My conversations the last few have involved quite a bit of reflection on the part of patriotic citizens. The pandemic has exposed just how little our elected leadership really cares about us. Everything associated with staying well, even something as simple as the wearing of masks, has become a question of political fidelity. So long as they get re-elected, our leaders has demonstrated their lack of care, if not outright contempt, for us.
The recent protests, riots, and conversations have also caused a bit of uncomfortable reflection. Most of grew up in an age where we were taught that America was the shining example for the world. Life, liberty, and the pursuit of happiness was our mantra. Better still, if you worked hard, you could experience the American dream. Now, much to our dismay, we are learning that our country did not provide the same opportunities for all her citizens. There are some decks stacked against folk, luck plays a big role in getting ahead, and hard work is no guarantee of success.

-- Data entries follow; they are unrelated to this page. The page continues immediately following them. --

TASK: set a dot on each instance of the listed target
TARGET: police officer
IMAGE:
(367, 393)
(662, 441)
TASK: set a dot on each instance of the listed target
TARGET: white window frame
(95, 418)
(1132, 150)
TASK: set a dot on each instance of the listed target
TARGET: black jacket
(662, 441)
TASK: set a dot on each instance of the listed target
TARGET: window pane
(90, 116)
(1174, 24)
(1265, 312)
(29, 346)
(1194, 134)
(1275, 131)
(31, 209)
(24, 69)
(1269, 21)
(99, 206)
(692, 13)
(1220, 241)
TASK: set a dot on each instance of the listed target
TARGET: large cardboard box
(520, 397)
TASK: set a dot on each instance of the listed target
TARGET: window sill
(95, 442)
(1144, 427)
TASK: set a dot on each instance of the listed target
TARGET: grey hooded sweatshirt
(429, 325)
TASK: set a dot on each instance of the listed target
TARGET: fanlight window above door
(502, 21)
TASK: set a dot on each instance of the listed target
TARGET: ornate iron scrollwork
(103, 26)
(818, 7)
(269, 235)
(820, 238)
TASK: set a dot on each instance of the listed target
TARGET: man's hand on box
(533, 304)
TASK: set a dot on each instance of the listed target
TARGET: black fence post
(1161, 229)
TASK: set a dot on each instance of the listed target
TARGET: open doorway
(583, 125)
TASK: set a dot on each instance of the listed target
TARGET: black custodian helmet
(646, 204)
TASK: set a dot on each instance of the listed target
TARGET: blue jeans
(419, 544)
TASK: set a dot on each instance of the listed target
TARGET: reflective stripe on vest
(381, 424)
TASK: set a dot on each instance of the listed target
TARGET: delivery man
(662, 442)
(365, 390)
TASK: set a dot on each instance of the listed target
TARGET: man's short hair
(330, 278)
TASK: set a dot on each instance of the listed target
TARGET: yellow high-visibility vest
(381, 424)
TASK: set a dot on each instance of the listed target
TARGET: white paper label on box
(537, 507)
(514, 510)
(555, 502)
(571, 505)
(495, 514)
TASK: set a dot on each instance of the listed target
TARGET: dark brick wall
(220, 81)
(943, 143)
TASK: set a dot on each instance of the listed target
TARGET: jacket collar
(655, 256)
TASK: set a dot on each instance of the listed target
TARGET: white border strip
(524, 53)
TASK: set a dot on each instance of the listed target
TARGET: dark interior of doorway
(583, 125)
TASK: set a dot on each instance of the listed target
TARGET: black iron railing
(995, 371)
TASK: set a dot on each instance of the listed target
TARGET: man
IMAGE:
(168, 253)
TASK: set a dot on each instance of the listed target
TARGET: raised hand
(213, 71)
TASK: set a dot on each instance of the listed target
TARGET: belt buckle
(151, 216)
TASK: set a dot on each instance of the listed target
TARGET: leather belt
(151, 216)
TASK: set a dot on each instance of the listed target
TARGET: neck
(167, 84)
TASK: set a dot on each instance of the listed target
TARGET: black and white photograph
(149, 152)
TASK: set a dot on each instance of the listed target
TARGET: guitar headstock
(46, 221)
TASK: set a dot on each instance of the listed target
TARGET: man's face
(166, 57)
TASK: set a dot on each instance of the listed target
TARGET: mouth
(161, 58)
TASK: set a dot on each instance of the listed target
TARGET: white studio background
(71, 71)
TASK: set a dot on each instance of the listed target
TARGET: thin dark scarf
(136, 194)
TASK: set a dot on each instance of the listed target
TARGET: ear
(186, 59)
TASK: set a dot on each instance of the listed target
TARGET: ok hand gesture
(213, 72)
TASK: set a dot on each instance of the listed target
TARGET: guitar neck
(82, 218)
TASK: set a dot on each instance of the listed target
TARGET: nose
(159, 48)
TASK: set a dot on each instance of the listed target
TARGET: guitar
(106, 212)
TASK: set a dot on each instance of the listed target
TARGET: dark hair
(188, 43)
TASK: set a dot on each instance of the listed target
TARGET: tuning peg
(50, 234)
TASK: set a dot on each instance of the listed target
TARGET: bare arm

As folks have learned more about these imbalances and injustices, other conversations have occurred. People of color are being bombarded by their white friends with all kinds of questions. In some cases, people of color are feeling hounded by their white friends into sharing their stories. And then, once the stories are out there, the conversations can get super uncomfortable. Some white friends want absolution or moral judgments that they aren’t like other white folks, and people of color are put in the difficult decision of deciding how much to trust us. Is this the time we pay attention and fix things? Or will this be like every other protest that came before. And what do they do with our blindness or oblivious or privileged reality that allowed their white friends not to see or to hear their stories? Yeah, I see the squirms.
In one conversation that stands out a bit, I was engaged in a discussion with a younger Adventer, though an adult. Schoolhouse Rock made its way to Disney during Coronatide. She wanted to know why she’d never seen it. To refresh your memories, Schoolhouse Rock was the Saturday morning cartoon commercials that taught us parts of speech, taught us about our ethos as a melting pot, taught us math, and even taught us that Interplanet Janet knew Pluto was a planet! You are all laughing this morning, but few under age 30 ever saw Schoolhouse Rock. I can remember Mrs. Johnson threatening taking off a full letter grade in American History if we broke into song while reciting the Preamble to the Constitution, and our younger members would not even recognize the tune if I hummed it this morning. What has happened to us?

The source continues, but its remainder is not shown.